Emerson’s libertarian ideas of “The American Scholar” and “Self-Reliance” are valuable correctives to slavish and unthinking conformity to ideas and traditions that belong to the historical past. But they have always needed the corrective of a highly diverse yet broadly normative intellectual and scholarly tradition that manifests itself in a mentored and disciplined “community of practice.” Without this we have no way to critically challenge “the lunatic fringe” of unbridled solipsism, pseudo-intellectualism, rhetorical propaganda and ignorant stupidity. The fact of the matter is that Emerson himself enjoyed such a “community of practice” among his highly educated and cultured transcendentalist friends. He even encouraged them to develop “portfolios” of their intellectual and creative work to be shared and reviewed by each other. His editorial work with “The Dial” is further evidence that he valued participation a “community of practice.” Emerson was not entirely again the epistemological value of  “Authority (meaning Expertise) and Tradition (meaning Legacy).” He just wanted to create a new one in America that was free of old European influence.  And so it seems clear that he denied in theory what he affirmed in practice.

Then there is this: “During the eight years at the Minta Gymnasium, Polanyi studied history, literature, language, science and mathematics. By his own admission, physics and art history were his favorite subjects–an early foreshadowing of the breadth of interest that would characterize the rest of his life.” Physics and art. I’m reminded of Leonard Shlain’s fascinating book, The Alphabet Versus the Goddess, and also of his later book, Art and Physics, on how new scientific theories and discoveries have often been anticipated (by decades if not centuries) by intuitive insights and imaginative visions expressed in the metaphorical and symbolic languages of literature and the arts.

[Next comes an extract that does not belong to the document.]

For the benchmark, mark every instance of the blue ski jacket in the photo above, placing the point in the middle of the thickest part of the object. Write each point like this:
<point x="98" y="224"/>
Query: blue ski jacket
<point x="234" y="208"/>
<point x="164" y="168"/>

This phenomenon illustrates and supports Polanyi’s idea of tacit knowledge and explicit knowledge mutually interact with and influence each other in a continual feed-back loop. Shlain, a brain surgeon by profession, also developed into a polymath. Like Polanyi he was a broad-minded and passionately intelligent humanist who thought about life with his whole-brain. He brought the right brain hemisphere and left brain hemisphere, the tacit dimension and the explicit dimensions together. The ancient Taoist tradition expresses this vision of the receptive, perceptive, inward-looking and affective Yin and the active, judicial, outward-looking and cognitive Yang being symbiotically inter-connected within the Integral, Emergent and Ineffable Tao. Jung’s conceptual model for psychoanalytic psychology is deeply influenced by philosophical Taoism.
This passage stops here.